Today as I was driving, I noticed that the sky was particularly gray, a deep, heavy gray. It hung thickly above rooftops covered with white snow, contrasting with odd celestial darkness for 9:00 a.m.
As I pondered the gray and whiteness, the first thought to cross my mind was, "Why do people want their kitchens to look like this?"
Now, if you lived in a cloyingly hot, humid jungle, full of saturated green moss, shining red snakes, stunning blue lagoons and stupendous yellow flower blossoms, I can see where you might like to escape to a cool, pale, monochromatic decorating palette inside your home. But if you live in a place where winter descends with snow, ice and bitter winds lashing endlessly from a completely desaturated sky, I would think you'd like a little bit of warmth in your home decorating.

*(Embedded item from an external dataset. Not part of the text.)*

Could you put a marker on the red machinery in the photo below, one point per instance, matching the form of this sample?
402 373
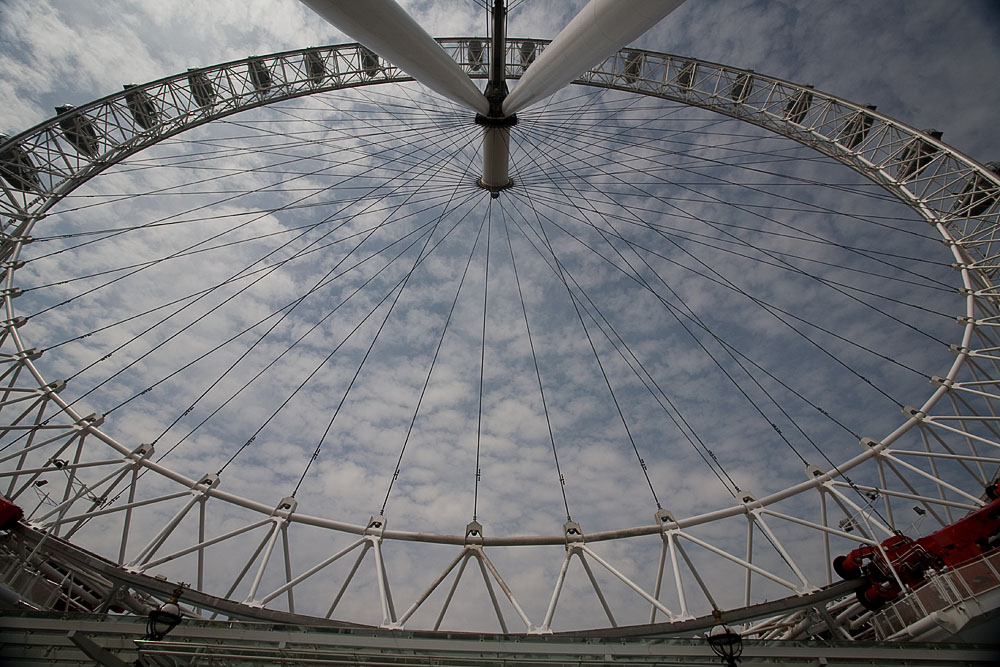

Just because it feels like a lovely room in Florida doesn't mean it's lovely in Alaska. There are places where you honestly need your brick to be a cheerful red, your wood to be warm brown, and your window treatments to have thermal properties.
However, I think the white trends are here to stay for much longer than one would have guessed, based on the average seven-year design cycle. I've been trying to wait it out, but I had a revelation the other day, which made me realize my waiting is probably in vain.
Here's the deal: Virtual reality is overtaking real reality. People live on their devices. Life is experienced through photographs on social media. It makes no difference what the left half of your room looks like, if the right corner is photo-worthy. Everything you do, you do for the purpose of taking a picture, and it's all about the picture. If the picture puts up a good front, nothing else matters.
[Aside: Do you know that my 20-something daughter--who is a teacher--told me kids don't even talk to each other at school anymore? They just bury themselves in their phones. When she has a study hall, the students sit and scroll through their phones and don't interact with the kids around them at all. She isn't even that old, but she says, "When we were kids, we buddied up in study hall and worked on homework together, or talked and joked around. Now they just stare into their phones." This is both heartbreakingly sad, and bone-chillingly frightening.]
So to make my point about white decorating... here you go. Regardless of how anyone might feel about living in a monochromatic white and gray setting, it undeniably makes an attractive background for photographs. And since people care more about their photographic presence on social media than about their real lives, I predict that the white decorating trends are here to stay for quite some time.
So... you might as well move south, where at least you can get some warmth and color outside, if you can't have it inside. Right?